То, что он увидел в Тбилиси, некогда одном из любимейших его городов, потрясало воображение. За считанные месяцы после распада СССР Грузия превратилась в запущенную банановую державу, по уровню жизни больше напоминающую Республику Чад. Некогда уровень жизни там можно было считать эталонным. Получая практически бесплатно энергоносители и промышленную продукцию из центра, республика втридорога торговала продукцией сельского хозяйства, в основном фруктами, выкачивала из всего Союза деньги через курорты. В результате редкая семья обходилась без машины, одевались в Тбилиси не хуже парижских модниц. Проблемы с жильем, автотранспортом, дорогими вещами там никогда не стояли.

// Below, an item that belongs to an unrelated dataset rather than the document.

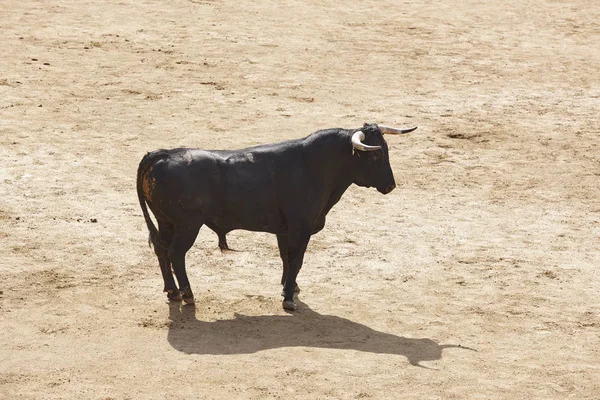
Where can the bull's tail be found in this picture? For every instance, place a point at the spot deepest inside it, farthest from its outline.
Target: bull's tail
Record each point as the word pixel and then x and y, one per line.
pixel 142 170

"Вы по деревьям лазили, когда у нас Шота Руставели был, вы вообще низкая нация» — это не раз еще в застойные времена Аверин слышал от многих в Грузии. Самих грузин он всегда уважал — народ этот в большинстве состоял из порядочных, добрых, гордых, талантливых людей, знающих толк в дружбе. Прекрасная литература, лирическое кино — кого все это не очаровывало? Но перестройка и социальные потрясения за считанные годы искорежили, вывернули психику людей, подняли из глубин сознания и выплеснули наружу самое худшее — злобу, подозрительность, агрессивность, пещерный национализм.
Пустившийся в свободное плавание корабль грузинской государственности быстро получил такие пробоины, что начал черпать бортами воду. Конфликты с абхазами и осетинами, политики оголтелого фашиствующего националистического толка или просто обыкновенные воры и бандиты, надевшие смокинги и галстуки, рост преступности — все это превратило республику в некое место на карте, где жизнь постепенно становилась невозможной. Закрывались предприятия, уничтожалась промышленность. Дорвавшиеся до власти удельные князьки быстренько распродавали остатки полезных ископаемых и национальных богатств. Вековые сосны уникального заповедника — Боржомского ущелья — были под шумок наполовину вырублены, лес продан Турции, деньги, как положено, испарились. С приходом относительной стабилизации министр путей сообщения втихаря загнал в Азербайджан все более-менее современные вагоны.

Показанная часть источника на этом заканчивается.